Dr. Irbart was having another terrible night. First, he came into a mess in his office which he certainly did not make. Next, his assistant from the university called in sick, but Irbart suspected he was out drinking. Didn't he see that the work being done was important?
Nevertheless, he was on his own for the night, with only the technicians down below to accompany him. Even so, they kept to themselves.
As the night drew on, Dr. Irbart sunk into a funk, monitoring the telescope as it took its images.
At around four o'clock in the morning, the telescope captured its third image, and Dr. Irbart sluggishly began examining the image for any movement...
...and found an object had begun brightening, revealing itself to the telescope.
"Huh," Irbart muttered. He checked it with detailed star catalogs. Could it be a variable star? Or maybe a slowly spinning asteroid? But no. It was an entirely new object. It also showed a small amount of movement.
He logged the object in the journal as X/2024 M1 and smirked. Finally, he had discovered a heavenly object. An unimportant one, but one nonetheless.
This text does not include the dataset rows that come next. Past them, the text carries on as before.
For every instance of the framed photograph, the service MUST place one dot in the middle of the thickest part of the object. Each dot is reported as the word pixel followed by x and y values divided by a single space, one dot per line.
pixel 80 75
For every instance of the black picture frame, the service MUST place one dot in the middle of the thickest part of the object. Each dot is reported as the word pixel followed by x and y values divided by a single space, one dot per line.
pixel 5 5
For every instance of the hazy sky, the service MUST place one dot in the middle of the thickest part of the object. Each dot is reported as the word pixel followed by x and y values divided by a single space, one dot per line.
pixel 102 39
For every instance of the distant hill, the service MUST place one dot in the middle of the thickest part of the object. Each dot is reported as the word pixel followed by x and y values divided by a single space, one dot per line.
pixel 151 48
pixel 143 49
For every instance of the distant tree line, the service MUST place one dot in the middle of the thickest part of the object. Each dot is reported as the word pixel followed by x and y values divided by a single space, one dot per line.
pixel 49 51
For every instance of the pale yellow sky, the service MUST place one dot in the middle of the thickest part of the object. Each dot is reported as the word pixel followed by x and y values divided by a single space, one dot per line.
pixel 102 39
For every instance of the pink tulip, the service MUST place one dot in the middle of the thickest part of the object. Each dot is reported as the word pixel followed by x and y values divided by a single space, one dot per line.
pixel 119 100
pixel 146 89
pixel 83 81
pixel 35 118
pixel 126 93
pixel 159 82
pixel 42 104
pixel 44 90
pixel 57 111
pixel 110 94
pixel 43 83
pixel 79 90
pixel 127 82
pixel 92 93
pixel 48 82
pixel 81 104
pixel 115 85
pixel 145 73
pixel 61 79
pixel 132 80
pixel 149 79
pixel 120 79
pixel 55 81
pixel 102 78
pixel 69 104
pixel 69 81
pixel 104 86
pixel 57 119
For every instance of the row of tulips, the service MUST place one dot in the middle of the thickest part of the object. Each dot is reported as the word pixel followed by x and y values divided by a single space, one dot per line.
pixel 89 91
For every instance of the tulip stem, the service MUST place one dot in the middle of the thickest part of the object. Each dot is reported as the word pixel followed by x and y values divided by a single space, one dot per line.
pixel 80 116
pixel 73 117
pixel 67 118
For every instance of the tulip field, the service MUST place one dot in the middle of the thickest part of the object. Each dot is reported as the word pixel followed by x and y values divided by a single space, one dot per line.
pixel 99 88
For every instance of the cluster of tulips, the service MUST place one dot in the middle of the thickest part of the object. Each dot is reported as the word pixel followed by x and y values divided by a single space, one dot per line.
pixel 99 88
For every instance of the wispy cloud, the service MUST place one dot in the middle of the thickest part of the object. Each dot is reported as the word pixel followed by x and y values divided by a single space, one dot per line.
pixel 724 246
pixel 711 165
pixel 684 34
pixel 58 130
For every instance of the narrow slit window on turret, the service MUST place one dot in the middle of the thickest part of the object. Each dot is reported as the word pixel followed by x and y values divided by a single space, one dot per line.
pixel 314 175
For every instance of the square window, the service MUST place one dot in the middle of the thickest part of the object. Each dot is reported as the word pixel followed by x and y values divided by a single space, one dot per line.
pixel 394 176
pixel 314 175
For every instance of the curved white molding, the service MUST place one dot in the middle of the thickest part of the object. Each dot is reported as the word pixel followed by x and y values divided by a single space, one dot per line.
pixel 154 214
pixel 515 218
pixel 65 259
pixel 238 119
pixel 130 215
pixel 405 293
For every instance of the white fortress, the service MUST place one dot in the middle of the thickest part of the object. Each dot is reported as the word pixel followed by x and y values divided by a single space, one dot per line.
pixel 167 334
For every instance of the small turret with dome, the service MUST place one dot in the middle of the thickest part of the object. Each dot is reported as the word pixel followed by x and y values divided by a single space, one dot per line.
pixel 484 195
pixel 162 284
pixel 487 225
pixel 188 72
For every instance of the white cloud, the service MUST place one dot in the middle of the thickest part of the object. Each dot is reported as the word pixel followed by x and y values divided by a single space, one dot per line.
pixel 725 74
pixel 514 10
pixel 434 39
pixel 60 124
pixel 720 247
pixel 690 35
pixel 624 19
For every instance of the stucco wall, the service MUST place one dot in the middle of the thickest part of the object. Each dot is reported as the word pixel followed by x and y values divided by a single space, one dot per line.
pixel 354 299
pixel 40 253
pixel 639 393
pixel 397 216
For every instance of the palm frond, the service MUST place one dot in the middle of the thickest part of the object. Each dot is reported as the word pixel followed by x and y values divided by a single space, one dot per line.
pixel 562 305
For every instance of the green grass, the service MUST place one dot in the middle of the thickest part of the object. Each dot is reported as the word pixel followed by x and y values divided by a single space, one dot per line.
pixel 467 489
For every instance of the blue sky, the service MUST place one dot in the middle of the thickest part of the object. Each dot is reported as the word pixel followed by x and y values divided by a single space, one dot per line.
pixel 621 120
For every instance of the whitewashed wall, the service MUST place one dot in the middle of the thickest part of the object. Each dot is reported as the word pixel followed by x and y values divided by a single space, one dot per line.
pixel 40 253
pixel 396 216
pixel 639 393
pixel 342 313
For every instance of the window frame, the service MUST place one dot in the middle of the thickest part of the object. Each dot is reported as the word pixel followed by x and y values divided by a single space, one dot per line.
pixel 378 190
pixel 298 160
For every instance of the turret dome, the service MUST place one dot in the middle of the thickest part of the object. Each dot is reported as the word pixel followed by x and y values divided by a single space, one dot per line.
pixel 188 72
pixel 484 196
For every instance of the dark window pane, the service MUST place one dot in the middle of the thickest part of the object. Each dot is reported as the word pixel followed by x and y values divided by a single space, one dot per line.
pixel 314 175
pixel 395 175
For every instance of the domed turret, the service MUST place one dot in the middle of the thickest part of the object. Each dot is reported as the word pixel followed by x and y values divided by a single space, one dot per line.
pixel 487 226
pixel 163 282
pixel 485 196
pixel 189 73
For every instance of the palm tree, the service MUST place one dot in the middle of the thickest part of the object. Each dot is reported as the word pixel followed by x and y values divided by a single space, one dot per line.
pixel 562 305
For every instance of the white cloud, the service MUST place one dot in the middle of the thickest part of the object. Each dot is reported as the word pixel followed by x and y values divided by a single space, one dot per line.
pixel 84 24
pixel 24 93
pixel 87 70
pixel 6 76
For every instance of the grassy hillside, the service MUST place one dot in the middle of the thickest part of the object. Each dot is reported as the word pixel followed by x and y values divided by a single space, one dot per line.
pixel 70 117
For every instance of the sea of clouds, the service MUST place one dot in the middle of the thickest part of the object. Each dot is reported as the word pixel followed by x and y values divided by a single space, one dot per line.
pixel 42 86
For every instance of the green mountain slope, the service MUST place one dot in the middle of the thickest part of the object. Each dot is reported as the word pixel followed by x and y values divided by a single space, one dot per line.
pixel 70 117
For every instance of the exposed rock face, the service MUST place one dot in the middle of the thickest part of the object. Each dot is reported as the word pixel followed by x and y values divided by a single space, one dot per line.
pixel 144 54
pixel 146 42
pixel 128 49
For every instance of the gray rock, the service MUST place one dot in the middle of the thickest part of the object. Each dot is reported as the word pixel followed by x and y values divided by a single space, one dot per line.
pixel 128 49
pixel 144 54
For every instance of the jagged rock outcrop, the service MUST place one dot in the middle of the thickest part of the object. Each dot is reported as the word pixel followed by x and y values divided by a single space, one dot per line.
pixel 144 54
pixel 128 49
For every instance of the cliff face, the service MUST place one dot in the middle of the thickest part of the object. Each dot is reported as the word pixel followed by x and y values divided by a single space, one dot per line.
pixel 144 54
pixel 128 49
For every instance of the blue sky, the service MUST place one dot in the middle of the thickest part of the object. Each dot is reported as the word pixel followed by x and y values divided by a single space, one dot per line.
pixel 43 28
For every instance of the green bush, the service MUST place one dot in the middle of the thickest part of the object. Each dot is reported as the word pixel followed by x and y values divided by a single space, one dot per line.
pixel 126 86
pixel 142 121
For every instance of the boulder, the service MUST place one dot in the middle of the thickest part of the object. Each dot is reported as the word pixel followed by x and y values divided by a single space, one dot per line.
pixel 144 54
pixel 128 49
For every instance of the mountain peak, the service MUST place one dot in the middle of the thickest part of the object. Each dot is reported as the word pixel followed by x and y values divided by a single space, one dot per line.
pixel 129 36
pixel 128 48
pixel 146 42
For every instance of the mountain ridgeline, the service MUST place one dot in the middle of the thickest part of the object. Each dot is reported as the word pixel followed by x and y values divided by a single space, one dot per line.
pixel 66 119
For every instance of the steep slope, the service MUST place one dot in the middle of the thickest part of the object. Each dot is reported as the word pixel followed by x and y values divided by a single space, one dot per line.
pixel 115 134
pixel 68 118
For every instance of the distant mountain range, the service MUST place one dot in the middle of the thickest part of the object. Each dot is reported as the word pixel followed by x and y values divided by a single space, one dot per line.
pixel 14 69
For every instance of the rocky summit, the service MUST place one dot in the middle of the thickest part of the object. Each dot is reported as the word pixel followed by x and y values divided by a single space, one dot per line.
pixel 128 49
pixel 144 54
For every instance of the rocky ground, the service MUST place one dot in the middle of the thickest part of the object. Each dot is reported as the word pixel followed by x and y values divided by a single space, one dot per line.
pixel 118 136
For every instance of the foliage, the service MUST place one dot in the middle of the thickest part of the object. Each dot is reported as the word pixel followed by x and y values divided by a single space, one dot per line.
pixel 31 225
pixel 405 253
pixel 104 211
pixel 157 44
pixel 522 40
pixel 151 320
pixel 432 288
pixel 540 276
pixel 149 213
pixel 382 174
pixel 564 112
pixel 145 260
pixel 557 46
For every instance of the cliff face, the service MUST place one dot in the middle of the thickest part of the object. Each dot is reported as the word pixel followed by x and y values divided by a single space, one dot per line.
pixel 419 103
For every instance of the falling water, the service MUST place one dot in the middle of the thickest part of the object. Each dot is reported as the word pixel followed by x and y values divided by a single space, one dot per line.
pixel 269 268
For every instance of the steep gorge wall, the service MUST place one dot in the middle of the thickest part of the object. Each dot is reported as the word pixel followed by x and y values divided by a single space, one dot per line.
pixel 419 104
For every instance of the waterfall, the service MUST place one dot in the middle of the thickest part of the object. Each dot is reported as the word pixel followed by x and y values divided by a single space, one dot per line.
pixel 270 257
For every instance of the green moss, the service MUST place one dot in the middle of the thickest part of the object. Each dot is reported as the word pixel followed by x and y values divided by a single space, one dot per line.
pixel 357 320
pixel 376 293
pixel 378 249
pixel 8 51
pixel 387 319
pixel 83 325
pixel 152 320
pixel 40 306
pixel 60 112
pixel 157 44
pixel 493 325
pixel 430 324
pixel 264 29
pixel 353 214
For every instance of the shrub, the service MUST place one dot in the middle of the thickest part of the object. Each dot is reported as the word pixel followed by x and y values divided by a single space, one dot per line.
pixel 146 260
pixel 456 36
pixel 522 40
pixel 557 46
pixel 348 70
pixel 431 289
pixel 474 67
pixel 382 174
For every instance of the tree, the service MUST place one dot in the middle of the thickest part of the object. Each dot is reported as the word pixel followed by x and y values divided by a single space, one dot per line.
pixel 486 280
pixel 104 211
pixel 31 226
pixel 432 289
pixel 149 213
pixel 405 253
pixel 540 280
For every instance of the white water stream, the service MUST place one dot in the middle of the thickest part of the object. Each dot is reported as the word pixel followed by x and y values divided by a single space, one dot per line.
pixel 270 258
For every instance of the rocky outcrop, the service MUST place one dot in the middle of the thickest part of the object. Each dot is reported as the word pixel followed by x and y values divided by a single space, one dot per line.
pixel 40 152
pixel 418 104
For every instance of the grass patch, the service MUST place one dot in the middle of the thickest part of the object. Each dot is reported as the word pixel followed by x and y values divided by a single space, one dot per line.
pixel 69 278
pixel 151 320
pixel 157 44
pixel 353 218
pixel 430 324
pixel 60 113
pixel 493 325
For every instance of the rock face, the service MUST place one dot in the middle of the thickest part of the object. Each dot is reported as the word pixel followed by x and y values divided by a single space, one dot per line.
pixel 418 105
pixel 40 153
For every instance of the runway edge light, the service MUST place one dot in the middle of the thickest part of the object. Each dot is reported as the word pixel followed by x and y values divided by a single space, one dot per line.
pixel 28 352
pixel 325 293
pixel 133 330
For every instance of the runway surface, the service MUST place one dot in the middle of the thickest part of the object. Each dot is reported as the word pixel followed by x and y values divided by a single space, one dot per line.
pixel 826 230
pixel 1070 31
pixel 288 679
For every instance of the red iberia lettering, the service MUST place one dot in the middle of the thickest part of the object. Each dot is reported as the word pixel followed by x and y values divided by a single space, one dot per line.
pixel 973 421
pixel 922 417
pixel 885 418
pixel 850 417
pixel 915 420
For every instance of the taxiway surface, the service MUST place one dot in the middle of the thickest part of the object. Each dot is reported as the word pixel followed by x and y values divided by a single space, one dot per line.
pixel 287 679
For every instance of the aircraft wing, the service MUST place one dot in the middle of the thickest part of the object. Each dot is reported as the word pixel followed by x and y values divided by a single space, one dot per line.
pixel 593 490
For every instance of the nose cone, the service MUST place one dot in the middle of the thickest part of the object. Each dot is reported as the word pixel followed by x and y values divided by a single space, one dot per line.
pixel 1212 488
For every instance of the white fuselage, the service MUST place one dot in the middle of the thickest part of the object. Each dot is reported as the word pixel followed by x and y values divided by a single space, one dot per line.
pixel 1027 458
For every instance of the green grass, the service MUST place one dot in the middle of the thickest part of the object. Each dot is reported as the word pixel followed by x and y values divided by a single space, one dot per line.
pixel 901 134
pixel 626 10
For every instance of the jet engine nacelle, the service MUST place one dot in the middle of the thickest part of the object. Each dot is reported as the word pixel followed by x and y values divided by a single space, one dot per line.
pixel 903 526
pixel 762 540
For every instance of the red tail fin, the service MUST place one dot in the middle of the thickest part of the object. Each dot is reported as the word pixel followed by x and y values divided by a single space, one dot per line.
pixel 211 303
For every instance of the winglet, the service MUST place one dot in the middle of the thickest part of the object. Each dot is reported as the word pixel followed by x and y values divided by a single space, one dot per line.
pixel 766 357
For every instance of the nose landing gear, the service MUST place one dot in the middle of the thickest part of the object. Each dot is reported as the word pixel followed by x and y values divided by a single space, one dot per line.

How wrong he would be proven to be.
Two days later, after careful tracking of the object "Irbart", it was determined that it was an interstellar object. Not only that, but its orbit intersected Earth's orbit by a very slim margin.
As the computations were run, it slowly dawned on Dr. Irbart that the object had a very high chance of impacting Earth within the next ten years. And since the object, presumably, a comet, was discovered so early, it had to be massive, at least 50 km large. The information would have to be confirmed by space telescopes, but it was concerning nonetheless.
Keeping a tight lid on the discovery, an international conference is called in Oahu to determine what, exactly, would be done about this information.